Food which helps to boost and keep brainpower

Monday 26th, March 2012 / 15:49 Written by
Food which helps to boost and keep brainpower

Food which helps to boost and keep brainpower is important if we want to keep our mind clear and sharp throughout life. Of course, we should remember that only proper food is not enough. In addition to correct nutrition is also must be a constant active brain activity, which is promoted by reading books, challenging board games, crosswords, puzzles, mathematical tasks. But this time lets talk about proper food.

1. Blueberries
Sweet wild blueberries are bursting with antioxidants, which neutralize free radicals. Studies show that a blueberry-rich diet improves memory and motor skills and reverses age-related declines in balance and coordination.

Chemicals in blueberries have a good affect on blood pressure, so decreases the risk of the stroke, because elevated blood pressure can damage delicate blood vessels in the brain and cause the stroke.

2. Dark green leafy vegetables
Dark green leafy vegetables (spinach, kale, romaine lettuce, leaf lettuce, mustard greens, collard greens, chicory, Swiss chard and (according to some sources) broccoli) contain folate and B12 or B6, vitamins, which are required for aging related cognitive decline and Alzheimer’s disease prophylactic.

3. Salmon, sardines, and herring
Oily fish are full of neuroprotective omega-3 fatty acids. Higher levels of omega-3 in the blood go hand-in-hand with higher levels of serotonin, a mood-enhancing brain chemical. A study from the Rush Institute for Healthy Ageing in Chicago found that people who eat at least one fish meal a week are significantly less likely to end up with Alzheimer’s disease than those who regularly eschew fish.

Because a fish diet aids communication between nerve cells, studies have shown its positive effect on learning acquisition and memory performance. Try to include at least 2 portions of oily fish in your diet each week.

4. Spinach
Spinach are rich in antioxidant and folate. Researchers found spinach benefit in slowing down cognitive deficits and age-related problems in the central nervous system.

5. Grape juice (or in moderation red wine)
Study showed, that  grape juice has the highest total antioxidant level of any fruit, vegetable or juice tested. Also  grape juice significantly improves short-term memory and motor skills.

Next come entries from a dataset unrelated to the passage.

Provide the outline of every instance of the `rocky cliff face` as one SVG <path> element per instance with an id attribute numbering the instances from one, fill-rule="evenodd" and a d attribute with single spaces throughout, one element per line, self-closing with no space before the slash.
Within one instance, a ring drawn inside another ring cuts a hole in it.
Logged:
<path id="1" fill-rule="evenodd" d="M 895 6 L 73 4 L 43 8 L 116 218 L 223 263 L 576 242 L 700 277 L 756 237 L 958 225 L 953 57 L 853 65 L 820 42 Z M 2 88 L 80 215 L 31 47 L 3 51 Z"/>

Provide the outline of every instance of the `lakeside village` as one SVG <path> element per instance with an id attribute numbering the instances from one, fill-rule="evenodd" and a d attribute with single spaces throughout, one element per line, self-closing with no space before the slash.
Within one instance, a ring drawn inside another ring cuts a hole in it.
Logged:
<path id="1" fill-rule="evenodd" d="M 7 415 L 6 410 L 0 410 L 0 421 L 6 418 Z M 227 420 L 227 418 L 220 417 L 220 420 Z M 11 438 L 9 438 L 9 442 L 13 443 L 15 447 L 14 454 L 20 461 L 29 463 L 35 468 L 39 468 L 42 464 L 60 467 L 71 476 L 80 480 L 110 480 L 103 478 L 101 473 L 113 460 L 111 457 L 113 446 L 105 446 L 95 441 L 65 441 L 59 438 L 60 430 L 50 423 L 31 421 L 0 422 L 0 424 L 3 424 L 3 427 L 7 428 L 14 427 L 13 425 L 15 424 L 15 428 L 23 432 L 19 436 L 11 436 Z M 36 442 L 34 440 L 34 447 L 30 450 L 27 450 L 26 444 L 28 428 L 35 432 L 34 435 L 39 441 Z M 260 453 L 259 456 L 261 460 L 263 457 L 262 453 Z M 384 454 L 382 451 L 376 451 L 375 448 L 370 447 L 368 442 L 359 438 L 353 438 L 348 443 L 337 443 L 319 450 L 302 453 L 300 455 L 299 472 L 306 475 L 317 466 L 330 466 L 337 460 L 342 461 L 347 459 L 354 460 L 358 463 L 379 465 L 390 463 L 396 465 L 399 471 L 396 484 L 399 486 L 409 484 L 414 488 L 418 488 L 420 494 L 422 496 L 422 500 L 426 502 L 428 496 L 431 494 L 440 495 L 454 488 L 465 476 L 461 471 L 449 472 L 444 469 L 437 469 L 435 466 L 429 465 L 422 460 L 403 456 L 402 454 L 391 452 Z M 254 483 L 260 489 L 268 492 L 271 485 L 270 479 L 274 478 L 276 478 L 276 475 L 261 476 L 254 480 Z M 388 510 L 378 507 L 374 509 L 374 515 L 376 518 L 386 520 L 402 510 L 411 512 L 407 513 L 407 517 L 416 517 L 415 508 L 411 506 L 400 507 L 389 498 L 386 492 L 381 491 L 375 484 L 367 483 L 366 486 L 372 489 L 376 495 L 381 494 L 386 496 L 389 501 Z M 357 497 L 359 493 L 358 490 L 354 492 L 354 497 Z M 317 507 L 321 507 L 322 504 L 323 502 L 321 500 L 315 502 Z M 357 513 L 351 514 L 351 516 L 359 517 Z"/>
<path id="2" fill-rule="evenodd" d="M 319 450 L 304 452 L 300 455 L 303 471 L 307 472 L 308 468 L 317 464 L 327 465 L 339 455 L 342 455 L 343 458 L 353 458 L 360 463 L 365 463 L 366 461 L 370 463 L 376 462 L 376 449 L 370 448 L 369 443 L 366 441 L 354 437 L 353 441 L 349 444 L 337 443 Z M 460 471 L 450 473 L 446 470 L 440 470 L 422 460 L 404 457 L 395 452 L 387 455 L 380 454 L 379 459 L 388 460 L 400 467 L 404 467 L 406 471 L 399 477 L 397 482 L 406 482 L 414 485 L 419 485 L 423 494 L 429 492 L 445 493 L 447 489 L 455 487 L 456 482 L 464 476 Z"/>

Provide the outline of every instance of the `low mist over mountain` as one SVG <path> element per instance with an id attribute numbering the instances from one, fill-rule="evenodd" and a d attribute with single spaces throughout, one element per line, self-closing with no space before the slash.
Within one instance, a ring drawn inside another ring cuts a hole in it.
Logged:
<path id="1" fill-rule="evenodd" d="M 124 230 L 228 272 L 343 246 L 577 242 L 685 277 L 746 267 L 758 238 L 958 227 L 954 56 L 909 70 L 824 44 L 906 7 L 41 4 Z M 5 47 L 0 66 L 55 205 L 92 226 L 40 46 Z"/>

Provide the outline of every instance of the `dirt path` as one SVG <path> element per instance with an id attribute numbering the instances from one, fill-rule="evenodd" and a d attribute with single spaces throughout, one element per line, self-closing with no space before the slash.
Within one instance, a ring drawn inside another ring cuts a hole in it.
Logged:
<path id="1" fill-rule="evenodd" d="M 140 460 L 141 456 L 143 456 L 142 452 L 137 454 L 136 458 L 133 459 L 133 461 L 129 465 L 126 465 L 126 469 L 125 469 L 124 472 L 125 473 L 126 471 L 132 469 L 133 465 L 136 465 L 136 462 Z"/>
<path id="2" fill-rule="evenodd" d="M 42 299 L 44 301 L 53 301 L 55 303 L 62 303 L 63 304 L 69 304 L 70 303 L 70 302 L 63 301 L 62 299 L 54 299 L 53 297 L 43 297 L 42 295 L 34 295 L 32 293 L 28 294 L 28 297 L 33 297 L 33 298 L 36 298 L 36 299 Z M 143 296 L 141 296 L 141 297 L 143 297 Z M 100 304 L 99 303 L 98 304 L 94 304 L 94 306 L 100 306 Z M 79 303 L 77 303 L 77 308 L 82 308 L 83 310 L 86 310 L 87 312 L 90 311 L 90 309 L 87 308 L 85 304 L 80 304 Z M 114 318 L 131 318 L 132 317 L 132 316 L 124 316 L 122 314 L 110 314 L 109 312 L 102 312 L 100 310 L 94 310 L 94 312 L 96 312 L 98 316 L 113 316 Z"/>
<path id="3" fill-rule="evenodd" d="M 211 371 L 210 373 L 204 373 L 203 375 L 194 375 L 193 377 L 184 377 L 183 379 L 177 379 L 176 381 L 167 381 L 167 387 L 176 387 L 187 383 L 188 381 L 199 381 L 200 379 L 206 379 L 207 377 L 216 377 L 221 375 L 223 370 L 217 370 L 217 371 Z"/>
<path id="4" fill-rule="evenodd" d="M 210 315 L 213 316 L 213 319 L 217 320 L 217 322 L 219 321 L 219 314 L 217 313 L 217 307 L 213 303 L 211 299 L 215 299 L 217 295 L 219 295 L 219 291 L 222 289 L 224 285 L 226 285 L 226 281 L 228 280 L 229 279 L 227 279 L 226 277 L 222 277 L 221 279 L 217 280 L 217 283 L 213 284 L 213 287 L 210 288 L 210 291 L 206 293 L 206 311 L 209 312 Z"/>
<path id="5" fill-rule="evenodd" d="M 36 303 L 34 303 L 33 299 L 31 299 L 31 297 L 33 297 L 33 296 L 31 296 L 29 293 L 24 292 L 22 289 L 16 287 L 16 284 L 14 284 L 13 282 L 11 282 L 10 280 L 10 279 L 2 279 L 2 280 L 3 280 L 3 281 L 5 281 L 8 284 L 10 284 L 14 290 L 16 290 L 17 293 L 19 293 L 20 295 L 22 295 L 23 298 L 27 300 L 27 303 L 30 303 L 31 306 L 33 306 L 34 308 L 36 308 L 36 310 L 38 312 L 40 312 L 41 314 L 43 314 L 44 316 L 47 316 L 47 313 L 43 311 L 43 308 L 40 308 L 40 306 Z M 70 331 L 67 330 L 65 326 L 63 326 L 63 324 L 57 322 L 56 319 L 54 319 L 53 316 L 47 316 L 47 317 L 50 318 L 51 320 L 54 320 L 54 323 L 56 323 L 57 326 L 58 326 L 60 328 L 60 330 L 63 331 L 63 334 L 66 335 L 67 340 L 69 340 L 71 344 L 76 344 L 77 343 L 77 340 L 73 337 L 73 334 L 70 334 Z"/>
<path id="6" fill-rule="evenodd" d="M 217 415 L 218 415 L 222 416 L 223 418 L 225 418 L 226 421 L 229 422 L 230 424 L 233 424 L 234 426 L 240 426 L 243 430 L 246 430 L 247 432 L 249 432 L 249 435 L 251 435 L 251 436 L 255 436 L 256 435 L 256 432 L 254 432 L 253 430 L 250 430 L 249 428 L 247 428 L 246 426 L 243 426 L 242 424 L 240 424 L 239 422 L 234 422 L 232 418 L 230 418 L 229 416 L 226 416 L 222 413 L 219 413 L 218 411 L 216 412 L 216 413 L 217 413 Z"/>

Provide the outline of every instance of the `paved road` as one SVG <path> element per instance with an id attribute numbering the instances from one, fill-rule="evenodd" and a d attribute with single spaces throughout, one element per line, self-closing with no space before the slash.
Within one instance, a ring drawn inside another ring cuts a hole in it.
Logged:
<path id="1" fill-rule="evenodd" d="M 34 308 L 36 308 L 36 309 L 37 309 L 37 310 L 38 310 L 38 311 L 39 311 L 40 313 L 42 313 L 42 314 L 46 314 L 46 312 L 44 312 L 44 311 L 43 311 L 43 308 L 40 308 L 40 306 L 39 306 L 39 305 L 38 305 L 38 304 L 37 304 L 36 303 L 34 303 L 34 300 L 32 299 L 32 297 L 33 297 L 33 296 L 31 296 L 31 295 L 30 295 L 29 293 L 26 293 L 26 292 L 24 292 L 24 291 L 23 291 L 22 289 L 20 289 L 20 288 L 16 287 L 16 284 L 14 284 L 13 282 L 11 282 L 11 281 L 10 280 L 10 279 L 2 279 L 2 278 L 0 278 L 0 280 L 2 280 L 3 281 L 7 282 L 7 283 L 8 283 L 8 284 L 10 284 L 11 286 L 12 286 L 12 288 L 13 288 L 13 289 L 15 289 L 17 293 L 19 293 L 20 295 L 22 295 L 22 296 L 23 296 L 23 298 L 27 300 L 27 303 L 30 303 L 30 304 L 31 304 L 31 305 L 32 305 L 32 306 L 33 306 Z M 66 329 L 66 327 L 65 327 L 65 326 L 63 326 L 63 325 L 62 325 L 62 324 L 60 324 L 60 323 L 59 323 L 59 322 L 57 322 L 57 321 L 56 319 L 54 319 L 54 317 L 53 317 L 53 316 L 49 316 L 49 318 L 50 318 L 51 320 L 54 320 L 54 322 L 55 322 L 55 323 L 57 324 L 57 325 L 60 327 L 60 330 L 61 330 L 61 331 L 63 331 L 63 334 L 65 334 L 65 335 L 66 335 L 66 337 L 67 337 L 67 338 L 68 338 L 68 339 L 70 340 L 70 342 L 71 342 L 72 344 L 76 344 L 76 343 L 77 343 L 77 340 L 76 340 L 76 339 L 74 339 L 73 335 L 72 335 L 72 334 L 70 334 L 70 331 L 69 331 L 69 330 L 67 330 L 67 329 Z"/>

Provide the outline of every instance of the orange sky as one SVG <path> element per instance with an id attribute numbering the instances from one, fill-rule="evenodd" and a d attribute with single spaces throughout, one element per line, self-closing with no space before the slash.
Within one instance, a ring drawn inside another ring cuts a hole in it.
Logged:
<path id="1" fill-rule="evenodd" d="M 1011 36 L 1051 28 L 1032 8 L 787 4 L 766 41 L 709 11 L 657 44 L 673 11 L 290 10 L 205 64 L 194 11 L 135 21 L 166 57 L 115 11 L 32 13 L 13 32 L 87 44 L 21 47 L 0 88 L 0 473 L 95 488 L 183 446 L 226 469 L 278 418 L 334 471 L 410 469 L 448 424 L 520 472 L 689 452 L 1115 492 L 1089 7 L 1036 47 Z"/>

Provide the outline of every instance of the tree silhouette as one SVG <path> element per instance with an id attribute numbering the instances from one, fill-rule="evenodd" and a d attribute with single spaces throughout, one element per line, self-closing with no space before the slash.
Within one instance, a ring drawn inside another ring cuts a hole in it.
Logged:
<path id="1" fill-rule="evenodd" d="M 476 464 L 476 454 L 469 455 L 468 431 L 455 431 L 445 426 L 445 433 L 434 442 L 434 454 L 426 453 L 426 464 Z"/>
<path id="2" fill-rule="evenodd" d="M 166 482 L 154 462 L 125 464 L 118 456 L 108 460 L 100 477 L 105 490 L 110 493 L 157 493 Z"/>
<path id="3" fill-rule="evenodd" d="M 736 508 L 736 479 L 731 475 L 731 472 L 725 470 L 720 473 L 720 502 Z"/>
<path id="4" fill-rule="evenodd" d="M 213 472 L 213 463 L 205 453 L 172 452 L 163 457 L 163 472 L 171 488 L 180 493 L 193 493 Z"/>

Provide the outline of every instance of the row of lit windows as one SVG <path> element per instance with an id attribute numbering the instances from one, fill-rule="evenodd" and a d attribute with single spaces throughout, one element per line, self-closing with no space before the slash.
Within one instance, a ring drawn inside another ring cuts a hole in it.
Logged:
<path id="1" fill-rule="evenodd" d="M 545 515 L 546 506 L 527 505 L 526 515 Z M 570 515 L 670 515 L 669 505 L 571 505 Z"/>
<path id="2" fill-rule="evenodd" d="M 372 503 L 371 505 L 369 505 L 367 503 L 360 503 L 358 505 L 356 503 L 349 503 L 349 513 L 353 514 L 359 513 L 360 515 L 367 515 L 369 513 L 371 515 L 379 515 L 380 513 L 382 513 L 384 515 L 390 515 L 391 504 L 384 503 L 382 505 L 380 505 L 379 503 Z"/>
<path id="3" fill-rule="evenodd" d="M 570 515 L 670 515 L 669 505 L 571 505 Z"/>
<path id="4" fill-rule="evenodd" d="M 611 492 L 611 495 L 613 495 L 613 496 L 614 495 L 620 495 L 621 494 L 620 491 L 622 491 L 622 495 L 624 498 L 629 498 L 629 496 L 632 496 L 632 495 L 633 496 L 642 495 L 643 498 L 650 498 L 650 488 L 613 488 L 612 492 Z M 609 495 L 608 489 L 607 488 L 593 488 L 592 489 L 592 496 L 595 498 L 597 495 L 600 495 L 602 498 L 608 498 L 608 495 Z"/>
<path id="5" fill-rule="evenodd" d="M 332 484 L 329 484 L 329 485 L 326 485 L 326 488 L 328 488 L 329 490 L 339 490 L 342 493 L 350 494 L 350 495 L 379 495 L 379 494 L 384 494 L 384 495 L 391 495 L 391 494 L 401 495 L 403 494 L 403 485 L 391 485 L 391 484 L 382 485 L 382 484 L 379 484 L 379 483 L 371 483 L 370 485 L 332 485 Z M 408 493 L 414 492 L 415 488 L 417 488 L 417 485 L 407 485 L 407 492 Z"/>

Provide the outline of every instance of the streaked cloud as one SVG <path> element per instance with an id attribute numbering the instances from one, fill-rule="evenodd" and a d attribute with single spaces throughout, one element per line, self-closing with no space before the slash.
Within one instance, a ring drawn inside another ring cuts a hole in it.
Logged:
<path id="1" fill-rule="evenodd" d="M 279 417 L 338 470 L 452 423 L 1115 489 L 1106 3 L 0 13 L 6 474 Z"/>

6. Whole grains and brown rice
Brown rice is filled with vitamins and magnesium, which is important to cognitive health. Whole grains contain vitamin B6, which aids in reducing homocysteine (chemicals, too high levels of which, relates with cognitive disease and Alzheimer’s disease).

7. Hot cocoa
Researchers  found that the antioxidant content of two tablespoons of pure cocoa powder is “almost two times stronger than red wine, two to three times stronger than green tea and four to five times stronger than that of black tea.” The antioxidants in hot cocoa protect brain cells from oxidative stress that can lead to Alzheimer’s and other disorders.

8. Nuts, notably almonds and walnuts
Nuts are rich in antioxidants and have been found to lower blood cholesterol levels due to their monounsaturated fat content. A Harvard study showed that women who ate more than 150 grams of nuts per week had a significantly lower risk of heart disease than those who ate 30 grams or less. And, they don’t contribute to weight gain as much as other kinds of fatty foods. Walnuts, in addition, are rich in omega-3s.

9. Olive oil
Olive oil contains the potent antioxidants called polyphenols. Olive oil has been shown to reduce blood pressure and cholesterol levels. The extra virgin olive oil is best. But remember – extra virgin olive oil is suitable just for salad, for cooking or baking is better to choose just virgin olive oil or olive pomace oil .

10. Garlic
This indispensable spice vegetable has strong antioxidant properties. It also contains strong antibacterial and antiviral compounds that help shake off stress-induced colds and infections. Healthiest is raw, crushed garlic; cooked garlic is less powerful but still benefits the cardiovascular system.